The move comes after Polygon allocated $1 billion to the advancement of zero knowledge technology.
On Monday, Polygon (MATIC), a layer-two Ethereum (ETH) scaling solution that is known for its fast transaction times and negligible gas fees, announced the launch of Plonky2, a zero-knowledge scaling technology, claimed to be the fastest in the world. Zero-knowledge algorithms ensure everything is correctly computed on layer two and return the succinct proof to Ethereum without sending the entire data. Instead of every miner (or staker) verifying every posted transaction, zero-knowledge allows the verification of simplified rolled-up proofs, thereby significantly speeding up the overall network.
1/2 We are proud to announce Plonky2, the world's fastest ZK scaling tech!
Plonky2 is a recursive SNARK that is ~100x faster than existing alternatives! Furthermore, it is Ethereum compatible (it can prove Ethereum transactions and proofs can be verified on Ethereum). https://t.co/al62Wl2xpm
— Mihailo Bjelic (@MihailoBjelic) January 11, 2022
As told by Polygon, recursive zero-knowledge proofs were largely theoretical in 2014. By 2019, it took about 120 seconds to generate them. In 2020, that number fell to 60 seconds. This year, Plonky2 is set to allow such proofs to be generated in just 0.17 seconds. The network’s developers allege that it is 100x faster than existing alternatives.
Such a class of algorithms could potentially enable horizontal or linear scaling of blockchains in the future. Nodes do not need to store the history of the blockchain’s transactions to be up and running, thereby increasing the network’s capacity with each one added.

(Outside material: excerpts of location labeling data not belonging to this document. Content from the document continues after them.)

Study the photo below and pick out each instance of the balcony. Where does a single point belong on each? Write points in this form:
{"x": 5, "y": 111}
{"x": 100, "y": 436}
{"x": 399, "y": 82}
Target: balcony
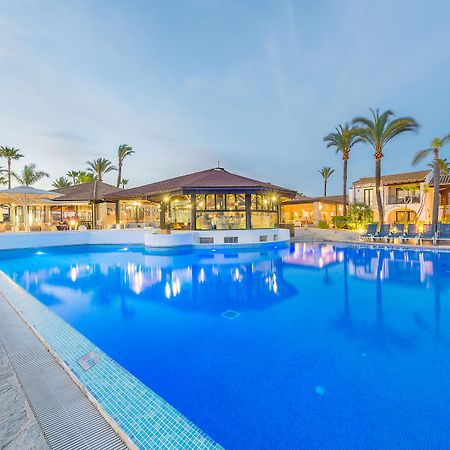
{"x": 408, "y": 199}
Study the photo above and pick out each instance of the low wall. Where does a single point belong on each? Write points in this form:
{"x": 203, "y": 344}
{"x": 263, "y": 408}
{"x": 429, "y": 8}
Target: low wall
{"x": 138, "y": 236}
{"x": 56, "y": 238}
{"x": 318, "y": 234}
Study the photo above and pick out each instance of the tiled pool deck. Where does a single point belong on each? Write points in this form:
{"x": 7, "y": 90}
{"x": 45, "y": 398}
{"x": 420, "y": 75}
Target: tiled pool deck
{"x": 142, "y": 418}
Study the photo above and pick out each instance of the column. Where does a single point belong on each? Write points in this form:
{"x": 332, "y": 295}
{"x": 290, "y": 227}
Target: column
{"x": 248, "y": 211}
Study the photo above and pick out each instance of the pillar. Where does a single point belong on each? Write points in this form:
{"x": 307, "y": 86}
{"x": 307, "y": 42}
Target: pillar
{"x": 193, "y": 212}
{"x": 248, "y": 211}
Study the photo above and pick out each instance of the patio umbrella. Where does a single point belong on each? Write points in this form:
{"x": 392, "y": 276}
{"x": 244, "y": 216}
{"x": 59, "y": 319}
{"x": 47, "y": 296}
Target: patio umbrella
{"x": 25, "y": 195}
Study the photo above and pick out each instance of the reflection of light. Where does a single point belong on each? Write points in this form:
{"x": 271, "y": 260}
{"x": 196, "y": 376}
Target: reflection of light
{"x": 201, "y": 276}
{"x": 167, "y": 291}
{"x": 73, "y": 273}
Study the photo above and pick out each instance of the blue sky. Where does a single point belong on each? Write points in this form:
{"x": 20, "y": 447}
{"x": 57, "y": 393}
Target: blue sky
{"x": 253, "y": 84}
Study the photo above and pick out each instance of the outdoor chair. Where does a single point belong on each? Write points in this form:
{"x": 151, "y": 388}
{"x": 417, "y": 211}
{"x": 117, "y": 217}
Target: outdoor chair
{"x": 398, "y": 232}
{"x": 370, "y": 233}
{"x": 411, "y": 232}
{"x": 384, "y": 233}
{"x": 428, "y": 234}
{"x": 443, "y": 233}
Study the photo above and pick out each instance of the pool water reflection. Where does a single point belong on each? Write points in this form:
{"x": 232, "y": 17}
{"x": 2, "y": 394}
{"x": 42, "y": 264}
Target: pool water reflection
{"x": 332, "y": 347}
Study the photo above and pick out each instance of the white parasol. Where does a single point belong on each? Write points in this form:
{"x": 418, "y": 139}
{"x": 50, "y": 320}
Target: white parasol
{"x": 25, "y": 195}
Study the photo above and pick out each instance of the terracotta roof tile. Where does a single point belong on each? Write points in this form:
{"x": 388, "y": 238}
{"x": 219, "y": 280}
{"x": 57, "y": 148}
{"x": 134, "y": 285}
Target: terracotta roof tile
{"x": 333, "y": 199}
{"x": 396, "y": 178}
{"x": 86, "y": 191}
{"x": 210, "y": 178}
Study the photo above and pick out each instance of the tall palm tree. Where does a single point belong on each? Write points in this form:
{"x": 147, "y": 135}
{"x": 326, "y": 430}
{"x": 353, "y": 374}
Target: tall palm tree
{"x": 10, "y": 153}
{"x": 61, "y": 182}
{"x": 99, "y": 167}
{"x": 85, "y": 177}
{"x": 378, "y": 131}
{"x": 3, "y": 179}
{"x": 29, "y": 175}
{"x": 326, "y": 173}
{"x": 343, "y": 140}
{"x": 436, "y": 145}
{"x": 123, "y": 151}
{"x": 74, "y": 174}
{"x": 444, "y": 166}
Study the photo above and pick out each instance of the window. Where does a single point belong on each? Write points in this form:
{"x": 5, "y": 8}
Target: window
{"x": 367, "y": 196}
{"x": 231, "y": 201}
{"x": 240, "y": 201}
{"x": 210, "y": 202}
{"x": 200, "y": 202}
{"x": 220, "y": 201}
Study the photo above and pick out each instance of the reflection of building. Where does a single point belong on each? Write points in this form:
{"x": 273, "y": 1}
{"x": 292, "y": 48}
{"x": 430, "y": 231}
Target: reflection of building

Polygon has committed $1 billion to the development of zero-knowledge technologies. In August, Polygon merged with the zero-knowledge blockchain Hermez Network for $250 million worth of MATIC tokens. In December, it announced the allocation of up to 250 million MATIC tokens to a deal with cryptography startup Mir. That firm specializes in the PLONK and Halo subcategories of zero-knowledge algorithms, with the latter not needing a trusted setup at all for the verification of proofs.